I saw another nice sign today when I was at the Joomeen Center.  There is a place in the office that people who don’t have air conditioning can go and stay in the summer if they get so hot they can’t take it.  It made me remember of times I heard about old people in the States who didn’t have air conditioning during a heat wave, and ended up dying because of the heat wave.  If it is that bad here, there is a cool place here for those people to go.

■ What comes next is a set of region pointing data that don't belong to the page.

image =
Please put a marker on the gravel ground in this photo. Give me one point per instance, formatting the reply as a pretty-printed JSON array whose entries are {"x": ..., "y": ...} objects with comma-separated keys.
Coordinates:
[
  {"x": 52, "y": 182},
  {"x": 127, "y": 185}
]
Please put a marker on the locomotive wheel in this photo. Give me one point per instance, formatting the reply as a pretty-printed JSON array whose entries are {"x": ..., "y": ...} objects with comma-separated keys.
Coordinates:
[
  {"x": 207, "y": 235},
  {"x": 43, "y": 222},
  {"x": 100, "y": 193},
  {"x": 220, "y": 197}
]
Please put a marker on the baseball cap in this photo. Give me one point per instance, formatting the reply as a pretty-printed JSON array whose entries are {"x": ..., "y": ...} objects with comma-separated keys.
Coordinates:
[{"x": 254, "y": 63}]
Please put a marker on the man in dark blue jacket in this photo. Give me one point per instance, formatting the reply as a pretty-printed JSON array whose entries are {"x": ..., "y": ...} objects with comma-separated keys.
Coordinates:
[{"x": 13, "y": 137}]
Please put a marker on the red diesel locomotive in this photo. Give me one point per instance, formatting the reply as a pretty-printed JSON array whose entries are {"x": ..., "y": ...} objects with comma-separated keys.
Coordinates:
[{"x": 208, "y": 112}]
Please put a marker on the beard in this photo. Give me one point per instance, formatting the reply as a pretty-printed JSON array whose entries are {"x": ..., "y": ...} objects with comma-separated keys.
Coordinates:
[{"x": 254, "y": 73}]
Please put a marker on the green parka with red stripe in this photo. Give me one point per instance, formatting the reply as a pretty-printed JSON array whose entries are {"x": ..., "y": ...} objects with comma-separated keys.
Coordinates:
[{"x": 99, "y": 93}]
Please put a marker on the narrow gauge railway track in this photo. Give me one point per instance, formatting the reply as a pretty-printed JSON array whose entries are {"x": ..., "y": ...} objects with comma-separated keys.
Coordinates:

Once, I was charged for a bill I didn’t make.  It was in an apartment I used to live in, but no longer lived in.  The bill was high.  It was for cable TV, but it wasn’t my bill. It belonged to whoever lived in the apartment after me, and they had been watching for a couple of years without paying.  If I didn’t pay the bill, I couldn’t have any more cable.  I went to the local Joomeen office and got forms from them proving where I lived and when I lived there, and the company who tried to charge me the big bill had to drop it and go ahead and give me cable.  It is useful for them to have a record of everyone and where they live.

If you want to know how to use a new washing machine, you can go to the Joomeen Center, and they will tell you. If you want to know where you can buy a washing machine, a fridge, or something else like that in your area, you can go to the Joomeen Center, and they will know all the stores where those things are sold.  They know everything in the neighborhood and give out lots of information.

When I lived in Romania, I felt strange when I learned that if a foreigner moved into a Romanian’s neighborhood, they had a certain amount of time to report to the government that the foreigners were there or the Romanians got in trouble.  I felt the Romanian government was having the neighbors spy on me.  This system in Korea could bother people because when anybody, Korean or foreigner, moves, they are expected to go to the Joomeen Center and report that they are there.  There are a lot of privileges that are withheld if you don’t do it.  For example, they wouldn’t give me a parking sticker on my car so I could use the parking lot in front of my apartment building until I did it. Some people may not like them keeping track of people so strictly, but they do, and it can be helpful.